Excessive alcohol intake can put one’s health at risk. Drinking four or more units a day may contribute to risk of overweight/obesity (especially around the abdominal area), high blood pressure, liver damage, mouth and throat cancers, depression and other long-term health problems. One to two units a day for those who drink is recommended, it is advisable NOT to start if you don’t drink. One unit of alcohol is half a pint of beer (1 small bamboo glass, 250ml), a single 25ml measure (tot) of spirits, and a small glass of wine.

Physical activity

Increase your physical activity levels by taking part in house chores with children, grandchildren or other family members. Exercise has numerous benefits such as blood circulation, alertness, improved immunity and slows the rate of ageing. Taking regular exercise also helps to control weight and brings about relaxation. All these benefits will make one feel and look better. It is important to engage in any form of moderate exercise on a daily basis or at least 3-4 times a week. A qualified physiotherapist or fitness instructor may be contacted for planned exercises.

Quit Smoking

Giving up smoking can lengthen a person’s days. People who smoke are twice as likely to die prematurely and 2 -3 times more likely to have a heart attack. They also put themselves at risk of lung cancer and harm those who breathe their smoke, including children. According to a 50-year British study, quitting smoking at age 30 could increase a person’s lifespan by an entire decade.

Cope with stress

The pain of stress is just as real as a broken leg. Ignoring it will not make it go away.  Some signs of stress are loss of appetite for food, feeling low, tiredness but also poor sleeping, short temper and flare-ups with others and reduced sex drive. Effective ways to manage or control stress include siting in a cool, quiet place and admiring nature, deep breathing, light strolls and taking a vacation. Doing this even for a few minutes a day can make a difference. It is also important to talk to family, friends, a doctor or a counsellor if the signs of stress do not go away or get worse.

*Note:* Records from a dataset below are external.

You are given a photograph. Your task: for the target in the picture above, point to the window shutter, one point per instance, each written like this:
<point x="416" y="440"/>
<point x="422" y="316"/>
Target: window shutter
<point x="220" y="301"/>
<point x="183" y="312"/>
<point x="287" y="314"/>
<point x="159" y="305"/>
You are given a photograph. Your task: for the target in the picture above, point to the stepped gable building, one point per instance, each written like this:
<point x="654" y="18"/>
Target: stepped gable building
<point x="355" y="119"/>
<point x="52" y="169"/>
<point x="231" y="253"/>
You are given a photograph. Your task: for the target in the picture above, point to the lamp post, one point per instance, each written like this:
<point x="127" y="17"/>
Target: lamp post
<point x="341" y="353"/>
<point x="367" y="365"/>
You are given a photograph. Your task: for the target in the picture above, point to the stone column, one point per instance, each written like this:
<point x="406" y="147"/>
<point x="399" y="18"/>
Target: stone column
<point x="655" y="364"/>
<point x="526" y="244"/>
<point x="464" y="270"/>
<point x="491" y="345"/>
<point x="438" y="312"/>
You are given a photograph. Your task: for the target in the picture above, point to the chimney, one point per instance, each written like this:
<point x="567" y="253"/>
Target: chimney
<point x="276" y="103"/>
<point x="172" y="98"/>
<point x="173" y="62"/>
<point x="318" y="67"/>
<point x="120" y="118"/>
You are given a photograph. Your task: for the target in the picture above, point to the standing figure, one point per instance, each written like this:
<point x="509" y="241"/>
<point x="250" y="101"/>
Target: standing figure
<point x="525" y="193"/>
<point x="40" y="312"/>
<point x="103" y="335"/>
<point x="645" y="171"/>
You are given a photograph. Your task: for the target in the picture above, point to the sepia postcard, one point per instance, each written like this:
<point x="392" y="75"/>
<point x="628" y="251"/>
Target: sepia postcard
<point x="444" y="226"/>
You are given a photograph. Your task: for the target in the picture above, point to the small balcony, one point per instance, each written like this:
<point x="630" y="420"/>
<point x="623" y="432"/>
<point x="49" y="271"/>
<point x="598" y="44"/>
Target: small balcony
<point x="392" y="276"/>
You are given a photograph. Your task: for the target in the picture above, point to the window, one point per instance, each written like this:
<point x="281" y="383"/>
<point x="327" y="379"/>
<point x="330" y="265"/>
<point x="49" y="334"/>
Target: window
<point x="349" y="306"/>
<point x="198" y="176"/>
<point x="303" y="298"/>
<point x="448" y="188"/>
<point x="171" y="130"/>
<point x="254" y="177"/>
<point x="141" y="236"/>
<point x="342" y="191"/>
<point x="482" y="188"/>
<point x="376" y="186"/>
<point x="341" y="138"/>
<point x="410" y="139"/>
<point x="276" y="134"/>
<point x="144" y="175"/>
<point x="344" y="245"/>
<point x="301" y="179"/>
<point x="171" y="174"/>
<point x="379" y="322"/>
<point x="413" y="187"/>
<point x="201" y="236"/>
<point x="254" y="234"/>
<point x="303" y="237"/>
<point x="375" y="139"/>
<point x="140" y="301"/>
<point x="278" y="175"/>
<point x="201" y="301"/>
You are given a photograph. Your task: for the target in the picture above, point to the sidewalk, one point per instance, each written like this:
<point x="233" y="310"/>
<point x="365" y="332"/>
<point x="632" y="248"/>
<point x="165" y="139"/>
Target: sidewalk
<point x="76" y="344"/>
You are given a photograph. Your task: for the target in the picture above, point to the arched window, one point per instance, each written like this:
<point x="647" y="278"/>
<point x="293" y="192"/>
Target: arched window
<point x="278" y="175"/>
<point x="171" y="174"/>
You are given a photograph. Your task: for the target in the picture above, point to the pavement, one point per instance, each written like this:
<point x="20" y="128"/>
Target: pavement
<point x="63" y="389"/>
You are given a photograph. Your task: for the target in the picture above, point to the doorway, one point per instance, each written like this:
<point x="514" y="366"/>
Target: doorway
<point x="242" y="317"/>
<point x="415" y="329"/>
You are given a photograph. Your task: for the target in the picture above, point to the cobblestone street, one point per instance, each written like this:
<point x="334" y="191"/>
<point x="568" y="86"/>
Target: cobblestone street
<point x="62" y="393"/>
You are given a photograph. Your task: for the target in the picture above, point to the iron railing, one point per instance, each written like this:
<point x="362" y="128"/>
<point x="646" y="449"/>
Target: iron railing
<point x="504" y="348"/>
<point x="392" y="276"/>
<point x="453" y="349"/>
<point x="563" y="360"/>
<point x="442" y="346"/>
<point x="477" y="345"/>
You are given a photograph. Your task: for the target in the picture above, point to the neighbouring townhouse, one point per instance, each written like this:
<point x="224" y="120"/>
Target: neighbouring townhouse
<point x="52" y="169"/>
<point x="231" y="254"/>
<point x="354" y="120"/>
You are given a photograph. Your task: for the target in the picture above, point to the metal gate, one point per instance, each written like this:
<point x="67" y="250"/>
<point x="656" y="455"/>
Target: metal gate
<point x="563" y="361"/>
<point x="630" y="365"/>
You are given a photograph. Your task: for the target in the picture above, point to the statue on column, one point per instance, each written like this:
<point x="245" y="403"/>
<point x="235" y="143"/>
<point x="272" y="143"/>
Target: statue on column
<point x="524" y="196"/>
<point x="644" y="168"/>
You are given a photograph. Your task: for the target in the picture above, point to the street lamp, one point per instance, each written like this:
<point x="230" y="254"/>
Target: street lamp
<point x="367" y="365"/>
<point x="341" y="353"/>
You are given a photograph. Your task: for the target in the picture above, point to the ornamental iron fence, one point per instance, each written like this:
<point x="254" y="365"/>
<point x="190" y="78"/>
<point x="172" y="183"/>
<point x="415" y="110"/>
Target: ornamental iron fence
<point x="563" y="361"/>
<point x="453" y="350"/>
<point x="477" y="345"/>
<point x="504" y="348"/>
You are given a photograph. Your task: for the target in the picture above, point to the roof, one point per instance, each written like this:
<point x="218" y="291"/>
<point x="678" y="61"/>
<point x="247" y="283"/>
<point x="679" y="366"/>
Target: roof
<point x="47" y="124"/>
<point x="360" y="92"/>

An old French adage says 40 is the old age of youth;50 is the youth of old age, while Ghanaians jovially say “I am not 40, am only 28 with 12 years of experience”. Since this is an age at which most men would have achieved their potential and targets in life, it is imperative to guard health in order to live full and fruitful life. These few healthy eating and lifestyle guidelines will help achieve this goal.